Automated de novo assembly of whole chloroplast genomes.

MIT License

43 stars 14 forks source link

Issue with sequence_based_ir_id.pl result #43

Open nsmt89 opened 4 years ago

nsmt89 commented 4 years ago

Hi, I tried using sequence_based_ir_id.pl for my assembly that I assembled from different software, but it only give me 3 regions (ir, ir, sc). The IRs are not even the same length (however only differ about ~1k bp) but the lengths of those regions seem logical for my genome (for LSC and IR) as it is near to related available chloroplast genome. Can I still locate the SSC and produce the full plastome with the right orientation? Do you have any suggestion? CN_NOVO_MITO_1_regions_split0.txt

mrmckain commented 4 years ago

The start/stops of putative regions suggest that the script parameters used we not optimal. Instead of using 0, you can try other values like 1 or 2. You can also use another parameter (entered after the 0, 1 or 2), which define the minimum size for a region to be considered sc or ir. The default it 10,000. Try 2000 and see what your results are.

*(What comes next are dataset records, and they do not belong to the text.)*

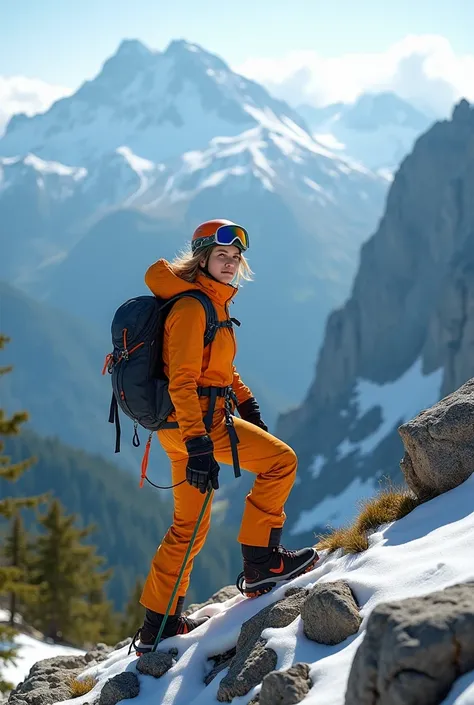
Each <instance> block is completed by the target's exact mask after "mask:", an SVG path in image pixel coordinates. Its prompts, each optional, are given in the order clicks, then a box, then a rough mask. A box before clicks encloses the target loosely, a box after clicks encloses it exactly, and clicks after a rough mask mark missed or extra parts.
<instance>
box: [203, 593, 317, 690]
mask: <svg viewBox="0 0 474 705" xmlns="http://www.w3.org/2000/svg"><path fill="white" fill-rule="evenodd" d="M306 595H307V591H306V590H304V589H302V588H301V589H299V590H292V594H290V595H289V596H286V597H284V598H283V599H282V600H278V602H274V603H273V604H272V605H268V607H265V608H264V609H263V610H261V611H260V612H258V613H257V614H256V615H254V616H253V617H252V618H251V619H249V620H247V622H244V624H243V625H242V629H241V632H240V635H239V638H238V641H237V646H236V654H235V656H234V657H233V659H232V661H231V664H230V668H229V672H228V673H227V674H226V675H225V676H224V678H223V679H222V680H221V682H220V684H219V690H218V692H217V699H218V701H219V702H231V701H232V699H233V698H235V697H237V696H241V695H246V694H247V693H248V692H249V691H250V690H251V689H252V688H253V687H254V686H256V685H258V684H259V683H261V682H262V679H263V677H264V676H265V675H267V673H270V671H273V670H275V667H276V665H277V656H276V654H275V652H274V651H273V650H272V649H267V648H266V647H265V642H264V640H263V639H261V634H262V631H263V630H264V629H268V628H269V627H277V628H278V627H287V626H288V624H291V622H293V620H294V619H296V618H297V617H298V616H299V614H300V611H301V605H302V604H303V601H304V599H305V597H306Z"/></svg>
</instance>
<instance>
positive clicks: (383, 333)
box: [278, 100, 474, 543]
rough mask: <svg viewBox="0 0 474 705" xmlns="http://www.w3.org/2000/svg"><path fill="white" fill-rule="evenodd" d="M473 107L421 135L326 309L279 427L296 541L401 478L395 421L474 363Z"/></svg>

mrmckain commented 4 years ago

Syntax: perl sequence_based_ir_id.pl sequence_file_to_split name_base skip_parameter min_region_size

mrmckain commented 4 years ago

I see you have been struggling with your assembly across GetOrganelle and NOVOplasty as well. Send me the file you are putting into sequence_based_ir_id.pl and I will troubleshoot. I can get a sense of what is going on more quickly than a back and forth.

nsmt89 commented 4 years ago

Thank you very much for noticing. Can I email my fasta file directly?

mrmckain commented 4 years ago

Np. mrmckain at ua dot edu

nsmt89 commented 4 years ago

I have emailed my fasta file. Thank you.